According to FCCdata the translator only covered the northwest part of the market with "60db". There are a bunch of FM signals that have paper "60db's" that cover most if not all of the market. It is relatively flat pit there so one can assume the FM signals drawn on paper are like that in real life. The only possible saving of this facility would be if an AM station near that doesn't have a FM translator could move the 1700 signal and translator to. But I doubt the FCC would let you move an AM 60+ miles. And I really doubt it would be financially viable.

Was this station part of a cluster that Cumulus bought? I can't think of anyone that would buy a really really high band AM this century unless it had a translator that could go farther than the 25 mile rule and the ground conductivity of the AM signal let you go farther.
 
I'm glad I was able to put them in the logbook here. KBGG got out really well at night and was often heard when eastern conditions were ripe (stronger than KCNZ or KCJJ). Sometimes they were slightly weaker than KXEL (and KXEL can have a monster signal here at night).
 
Was this station part of a cluster that Cumulus bought? I can't think of anyone that would buy a really really high band AM this century unless it had a translator that could go farther than the 25 mile rule and the ground conductivity of the AM signal let you go farther.
It was part of one of the many former Citadel clusters that Cumulus got almost 15 years ago. And was an expanded band station that replaced a former AM in KKSO, which was on 1390, back in ‘98.
 
It was part of one of the many former Citadel clusters that Cumulus got almost 15 years ago. And was an expanded band station that replaced a former AM in KKSO, which was on 1390, back in ‘98.

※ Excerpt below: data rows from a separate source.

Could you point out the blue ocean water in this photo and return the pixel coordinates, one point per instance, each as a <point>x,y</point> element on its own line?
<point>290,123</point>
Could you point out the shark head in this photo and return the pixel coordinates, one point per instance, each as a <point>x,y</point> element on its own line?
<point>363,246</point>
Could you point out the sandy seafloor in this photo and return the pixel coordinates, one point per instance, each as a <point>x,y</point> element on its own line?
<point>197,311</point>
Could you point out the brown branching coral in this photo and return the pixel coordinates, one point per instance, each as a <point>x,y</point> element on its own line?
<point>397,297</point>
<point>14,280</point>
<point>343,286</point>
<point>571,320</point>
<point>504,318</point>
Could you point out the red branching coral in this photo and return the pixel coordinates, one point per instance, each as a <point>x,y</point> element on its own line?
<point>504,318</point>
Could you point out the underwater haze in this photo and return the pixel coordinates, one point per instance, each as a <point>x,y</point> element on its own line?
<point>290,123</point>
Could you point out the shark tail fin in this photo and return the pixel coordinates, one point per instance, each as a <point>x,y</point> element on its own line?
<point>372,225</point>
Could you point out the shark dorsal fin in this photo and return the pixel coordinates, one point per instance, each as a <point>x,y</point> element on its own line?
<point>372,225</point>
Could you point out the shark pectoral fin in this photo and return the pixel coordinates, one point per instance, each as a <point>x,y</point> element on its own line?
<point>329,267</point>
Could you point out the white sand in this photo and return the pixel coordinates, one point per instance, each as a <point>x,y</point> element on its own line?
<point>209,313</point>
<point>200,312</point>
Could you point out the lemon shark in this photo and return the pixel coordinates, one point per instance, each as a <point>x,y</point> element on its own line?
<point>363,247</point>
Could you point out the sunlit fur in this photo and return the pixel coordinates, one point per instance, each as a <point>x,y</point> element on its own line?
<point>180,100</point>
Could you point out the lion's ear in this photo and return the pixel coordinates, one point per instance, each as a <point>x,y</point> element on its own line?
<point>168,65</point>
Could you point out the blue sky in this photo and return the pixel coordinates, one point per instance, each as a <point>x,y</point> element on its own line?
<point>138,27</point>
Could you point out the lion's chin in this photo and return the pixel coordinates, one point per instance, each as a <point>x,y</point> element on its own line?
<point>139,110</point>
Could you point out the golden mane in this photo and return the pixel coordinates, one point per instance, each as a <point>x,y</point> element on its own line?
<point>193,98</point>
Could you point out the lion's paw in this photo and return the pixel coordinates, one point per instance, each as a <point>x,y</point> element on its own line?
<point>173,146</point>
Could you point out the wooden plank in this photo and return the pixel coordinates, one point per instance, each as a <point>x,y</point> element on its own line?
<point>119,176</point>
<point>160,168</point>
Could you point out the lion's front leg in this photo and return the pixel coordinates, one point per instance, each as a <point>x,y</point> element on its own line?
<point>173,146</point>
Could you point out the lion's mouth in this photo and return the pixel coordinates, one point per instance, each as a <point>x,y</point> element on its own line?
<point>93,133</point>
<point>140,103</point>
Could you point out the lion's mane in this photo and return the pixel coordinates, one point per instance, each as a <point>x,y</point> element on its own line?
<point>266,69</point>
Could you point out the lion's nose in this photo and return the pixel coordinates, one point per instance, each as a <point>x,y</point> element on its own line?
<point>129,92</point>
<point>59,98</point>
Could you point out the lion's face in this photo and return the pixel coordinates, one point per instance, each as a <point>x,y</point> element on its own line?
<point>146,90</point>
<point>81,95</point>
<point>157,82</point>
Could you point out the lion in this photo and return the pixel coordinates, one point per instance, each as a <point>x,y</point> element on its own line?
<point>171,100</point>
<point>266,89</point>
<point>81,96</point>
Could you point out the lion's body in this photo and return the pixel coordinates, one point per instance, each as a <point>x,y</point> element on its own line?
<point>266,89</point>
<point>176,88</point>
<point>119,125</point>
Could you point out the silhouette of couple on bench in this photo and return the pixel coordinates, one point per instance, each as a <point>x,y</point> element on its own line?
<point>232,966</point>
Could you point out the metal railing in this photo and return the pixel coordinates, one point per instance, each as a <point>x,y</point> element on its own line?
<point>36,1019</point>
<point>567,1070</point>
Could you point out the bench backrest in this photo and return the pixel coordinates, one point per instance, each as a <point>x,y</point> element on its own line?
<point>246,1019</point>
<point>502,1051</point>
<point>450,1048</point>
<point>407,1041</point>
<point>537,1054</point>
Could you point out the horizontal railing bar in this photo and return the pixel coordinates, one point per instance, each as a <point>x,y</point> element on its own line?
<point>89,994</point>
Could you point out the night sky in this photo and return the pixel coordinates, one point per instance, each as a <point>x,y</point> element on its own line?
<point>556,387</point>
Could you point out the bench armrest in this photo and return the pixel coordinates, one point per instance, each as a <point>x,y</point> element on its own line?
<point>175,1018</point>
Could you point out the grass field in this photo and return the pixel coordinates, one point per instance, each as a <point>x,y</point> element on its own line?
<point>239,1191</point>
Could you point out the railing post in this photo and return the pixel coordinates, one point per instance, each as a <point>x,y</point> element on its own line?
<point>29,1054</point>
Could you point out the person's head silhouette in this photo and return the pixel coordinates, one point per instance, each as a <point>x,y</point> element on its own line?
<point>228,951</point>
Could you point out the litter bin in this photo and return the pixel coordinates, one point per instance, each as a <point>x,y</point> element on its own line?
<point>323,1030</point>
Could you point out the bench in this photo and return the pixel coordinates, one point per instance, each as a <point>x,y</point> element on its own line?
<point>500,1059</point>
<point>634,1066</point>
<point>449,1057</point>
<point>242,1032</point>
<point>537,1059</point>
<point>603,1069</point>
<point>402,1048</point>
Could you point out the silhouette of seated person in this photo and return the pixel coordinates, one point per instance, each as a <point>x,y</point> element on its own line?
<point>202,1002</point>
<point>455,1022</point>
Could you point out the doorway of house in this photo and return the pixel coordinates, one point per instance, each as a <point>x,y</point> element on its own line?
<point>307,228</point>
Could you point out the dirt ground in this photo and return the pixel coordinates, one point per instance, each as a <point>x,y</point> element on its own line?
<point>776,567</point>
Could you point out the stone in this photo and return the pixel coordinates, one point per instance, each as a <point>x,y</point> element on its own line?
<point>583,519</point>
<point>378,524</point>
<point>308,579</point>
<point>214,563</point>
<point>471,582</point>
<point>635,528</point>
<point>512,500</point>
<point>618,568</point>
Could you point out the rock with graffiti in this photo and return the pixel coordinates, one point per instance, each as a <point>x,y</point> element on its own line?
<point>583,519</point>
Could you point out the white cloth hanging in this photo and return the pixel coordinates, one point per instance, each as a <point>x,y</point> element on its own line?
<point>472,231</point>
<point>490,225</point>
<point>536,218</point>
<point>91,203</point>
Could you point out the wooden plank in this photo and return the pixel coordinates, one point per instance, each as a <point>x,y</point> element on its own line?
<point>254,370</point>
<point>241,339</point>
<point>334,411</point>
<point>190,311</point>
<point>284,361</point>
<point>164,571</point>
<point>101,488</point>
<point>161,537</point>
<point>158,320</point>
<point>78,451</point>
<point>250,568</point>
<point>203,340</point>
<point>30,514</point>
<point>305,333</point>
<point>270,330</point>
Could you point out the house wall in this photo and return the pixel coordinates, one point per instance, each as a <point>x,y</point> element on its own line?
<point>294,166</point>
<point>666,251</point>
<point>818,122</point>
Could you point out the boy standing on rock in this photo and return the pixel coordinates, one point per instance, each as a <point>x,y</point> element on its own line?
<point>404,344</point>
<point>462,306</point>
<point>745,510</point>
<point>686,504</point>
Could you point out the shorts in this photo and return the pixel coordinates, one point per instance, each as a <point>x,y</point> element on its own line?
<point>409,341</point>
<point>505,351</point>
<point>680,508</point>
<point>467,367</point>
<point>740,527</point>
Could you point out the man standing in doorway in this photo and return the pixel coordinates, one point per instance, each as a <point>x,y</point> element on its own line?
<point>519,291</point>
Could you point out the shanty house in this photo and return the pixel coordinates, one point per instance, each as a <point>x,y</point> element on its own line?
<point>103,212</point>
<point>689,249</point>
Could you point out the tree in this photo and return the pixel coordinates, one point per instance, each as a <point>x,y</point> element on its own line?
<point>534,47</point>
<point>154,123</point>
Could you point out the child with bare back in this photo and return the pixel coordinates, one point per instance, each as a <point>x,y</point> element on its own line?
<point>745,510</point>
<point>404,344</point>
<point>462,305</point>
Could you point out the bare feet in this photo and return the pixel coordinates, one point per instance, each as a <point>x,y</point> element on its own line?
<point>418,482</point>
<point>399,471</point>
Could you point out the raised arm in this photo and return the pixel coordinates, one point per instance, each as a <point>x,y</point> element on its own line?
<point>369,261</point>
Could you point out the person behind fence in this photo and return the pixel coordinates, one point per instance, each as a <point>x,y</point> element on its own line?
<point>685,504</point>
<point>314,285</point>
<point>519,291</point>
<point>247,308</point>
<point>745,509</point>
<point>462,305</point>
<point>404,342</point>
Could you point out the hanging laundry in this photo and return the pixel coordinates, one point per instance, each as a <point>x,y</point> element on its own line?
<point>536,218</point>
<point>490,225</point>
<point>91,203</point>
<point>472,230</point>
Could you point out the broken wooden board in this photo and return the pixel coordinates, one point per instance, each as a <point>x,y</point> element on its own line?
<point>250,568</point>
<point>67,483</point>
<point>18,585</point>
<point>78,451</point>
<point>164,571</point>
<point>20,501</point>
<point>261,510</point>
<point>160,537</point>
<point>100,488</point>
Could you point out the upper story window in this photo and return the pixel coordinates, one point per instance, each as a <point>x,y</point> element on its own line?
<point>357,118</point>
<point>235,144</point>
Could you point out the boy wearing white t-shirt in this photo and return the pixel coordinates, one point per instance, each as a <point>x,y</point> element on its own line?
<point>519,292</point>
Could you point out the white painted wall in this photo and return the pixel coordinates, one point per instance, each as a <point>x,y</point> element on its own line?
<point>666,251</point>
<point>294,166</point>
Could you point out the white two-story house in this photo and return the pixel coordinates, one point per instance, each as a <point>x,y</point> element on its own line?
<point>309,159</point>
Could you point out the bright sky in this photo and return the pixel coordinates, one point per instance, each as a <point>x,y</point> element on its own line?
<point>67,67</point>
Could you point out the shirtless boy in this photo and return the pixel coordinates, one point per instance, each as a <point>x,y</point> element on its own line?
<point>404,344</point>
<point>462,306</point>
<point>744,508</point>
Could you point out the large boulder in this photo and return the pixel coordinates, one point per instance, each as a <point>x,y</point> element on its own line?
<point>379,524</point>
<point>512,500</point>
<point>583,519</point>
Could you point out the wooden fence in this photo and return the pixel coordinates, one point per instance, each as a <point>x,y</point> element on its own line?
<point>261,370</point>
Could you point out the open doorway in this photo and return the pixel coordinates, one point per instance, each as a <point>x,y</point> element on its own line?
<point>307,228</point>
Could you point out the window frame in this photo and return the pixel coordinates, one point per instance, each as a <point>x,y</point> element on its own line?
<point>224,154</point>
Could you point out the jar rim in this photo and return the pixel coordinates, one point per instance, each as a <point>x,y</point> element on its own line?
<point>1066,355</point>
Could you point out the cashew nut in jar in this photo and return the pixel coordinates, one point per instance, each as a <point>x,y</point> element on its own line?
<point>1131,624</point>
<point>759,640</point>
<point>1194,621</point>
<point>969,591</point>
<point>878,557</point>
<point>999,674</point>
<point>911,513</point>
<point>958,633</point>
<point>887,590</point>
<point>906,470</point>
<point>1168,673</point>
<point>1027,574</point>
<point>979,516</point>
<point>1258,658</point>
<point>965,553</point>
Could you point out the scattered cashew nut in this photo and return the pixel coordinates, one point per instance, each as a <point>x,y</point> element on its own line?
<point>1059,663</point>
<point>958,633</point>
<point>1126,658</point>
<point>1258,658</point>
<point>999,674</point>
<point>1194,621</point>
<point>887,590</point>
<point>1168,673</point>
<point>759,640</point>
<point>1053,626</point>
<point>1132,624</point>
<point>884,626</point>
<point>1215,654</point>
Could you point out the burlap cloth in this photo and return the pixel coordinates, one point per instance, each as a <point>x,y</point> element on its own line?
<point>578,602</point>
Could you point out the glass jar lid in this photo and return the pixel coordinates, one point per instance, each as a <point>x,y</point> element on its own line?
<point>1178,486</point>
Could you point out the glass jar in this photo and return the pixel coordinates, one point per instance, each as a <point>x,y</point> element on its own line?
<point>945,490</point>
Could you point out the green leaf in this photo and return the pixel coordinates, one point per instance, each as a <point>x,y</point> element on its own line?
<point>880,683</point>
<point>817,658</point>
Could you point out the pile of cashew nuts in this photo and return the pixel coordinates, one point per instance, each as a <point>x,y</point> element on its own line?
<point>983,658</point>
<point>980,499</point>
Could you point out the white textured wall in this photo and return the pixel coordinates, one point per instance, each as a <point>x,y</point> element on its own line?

Originally KCBC, one of a set of AM stations established in Des Moines in the last half of the 1940s...the others were KWKY and KIOA...and never particularly successful. Reputedly, it had a difficult directional pattern (same pattern day and night), which was why it got an expanded-band allocation. The 1975 NRC pattern book (at worldradiohistory.com) shows a pattern with four nulls with the main lobe pointing west and a secondary lobe to the north-northeast, along two other minor lobes.

I don't recall ever hearing the station (at 1390)...the local station where I lived in Iowa was on 1400.